The first quarter of 2020 brought a long awaited market retracement for the broader markets in the U.S. and worldwide. As we anticipated and had been mentioning for several quarters, it took an exogenous event, completely unrelated to the financial markets to trigger the pullback. The worldwide emergence and spread of the coronavirus COVID-19 from Wuhan, China to almost every corner of the globe, shook markets and stifled the prospect of future revenue growth for many companies, while at the same time putting the solvency of other companies in jeopardy. In January the U.S. was implementing a travel ban to China and other select regions of the world, as it was reporting its first virus case. Since mid-March, a large swath of the U.S. has been locked down to prevent a massive rapid spreading of the virus. The main fear is in the unknown of how virulent and contagious this pandemic will ultimately be and the casualties that will surely follow.

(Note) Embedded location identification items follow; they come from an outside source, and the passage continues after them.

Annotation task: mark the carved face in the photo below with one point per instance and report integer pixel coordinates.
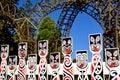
(32, 61)
(42, 48)
(12, 62)
(4, 51)
(22, 50)
(95, 43)
(67, 46)
(112, 57)
(82, 59)
(54, 60)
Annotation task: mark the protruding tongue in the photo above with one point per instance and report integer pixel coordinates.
(68, 51)
(54, 66)
(42, 53)
(22, 54)
(3, 56)
(81, 65)
(95, 48)
(31, 67)
(112, 64)
(11, 68)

The 2020 Olympics has already been delayed until summer 2021 and many other popular and highly attended sporting events are surely going to follow suit with delays or outright cancellations of games and events. As the quarter drew to a close, Congress passed the first stimulus package, expected to be in the form of cash to assist individuals and businesses trying to cope with an almost complete economic shutdown.

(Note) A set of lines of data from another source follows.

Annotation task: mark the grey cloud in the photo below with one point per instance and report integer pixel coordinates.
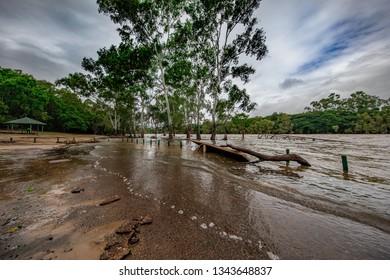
(289, 83)
(48, 39)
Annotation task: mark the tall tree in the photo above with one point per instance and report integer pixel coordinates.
(220, 22)
(152, 23)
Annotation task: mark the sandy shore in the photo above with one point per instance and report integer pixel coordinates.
(51, 208)
(43, 141)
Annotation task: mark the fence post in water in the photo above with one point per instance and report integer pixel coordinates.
(345, 163)
(287, 152)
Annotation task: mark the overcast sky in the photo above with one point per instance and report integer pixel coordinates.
(316, 47)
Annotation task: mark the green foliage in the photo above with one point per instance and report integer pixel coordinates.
(21, 95)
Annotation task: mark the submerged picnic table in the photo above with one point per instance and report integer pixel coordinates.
(208, 147)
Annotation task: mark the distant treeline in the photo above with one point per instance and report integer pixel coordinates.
(22, 95)
(359, 113)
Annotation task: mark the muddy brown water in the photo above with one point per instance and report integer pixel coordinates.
(208, 206)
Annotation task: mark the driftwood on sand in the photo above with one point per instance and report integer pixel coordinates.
(263, 157)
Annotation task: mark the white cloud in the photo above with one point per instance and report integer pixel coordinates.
(315, 47)
(319, 47)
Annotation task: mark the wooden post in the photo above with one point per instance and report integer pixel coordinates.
(344, 160)
(287, 152)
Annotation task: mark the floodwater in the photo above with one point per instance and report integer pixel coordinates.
(297, 213)
(288, 212)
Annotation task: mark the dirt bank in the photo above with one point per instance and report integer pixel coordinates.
(51, 208)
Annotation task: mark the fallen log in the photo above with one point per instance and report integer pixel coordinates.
(263, 157)
(109, 200)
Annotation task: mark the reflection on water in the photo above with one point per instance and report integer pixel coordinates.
(295, 212)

Two of the more noteworthy occurrences in Q1 were in relation to U.S. interest rates and the price of oil worldwide. To combat economic activity being voluntary suspended, the Federal Reserve lowered interest rates twice to end the quarter at 0.00%-0.25%. The 10-yr Treasury rate reflected this action, closing at 0.70%, a decrease of 63.5%. As demand is expected to come to a virtual halt, crude oil traded lower to $20.48/barrel, a 66.5% reduction from last quarter’s close. In response to the fear seen in markets, gold traded 4.1% higher to close the quarter at $1,578.93. All equity sectors closed in the red, with Energy and Financials dropping the most, -50.3% and -34.7% for the quarter. The best performing equity sectors were healthcare and technology, losing -13.4% and -14.4%. The S&P 500, Dow Jones Industrial Average and NASDAQ Composite Indices decreased -19.6%, -22.7% and -13.9% for the quarter. Internationally, the EAFE fell -22.8%. After the selloff, sectors trading at the highest discount to Morningstar’s coverage universe were Energy, Financial Service and Industrial Materials, at 47%, 71% and 73% of fair value1. Utilities, Consumer Defensive and Technology traded at the lowest discounts to fair value, at 90%, 88% and 86% to end the quarter. The P/E ratio on the S&P500 dropped to 19.80 versus a historical measure of 15.78, still representing an over 25% premium historically the index. We view these new lower valuation levels as a great entry point for new money and will continue to look for individual opportunities as well.

Thank you for allowing us to manage your investment and retirement assets as we continually manage the outcome of the coronavirus shutdown and look for new investment opportunities. We look forward to continually earning your trust and respect throughout 2020 and appreciate your continued referrals in 2020.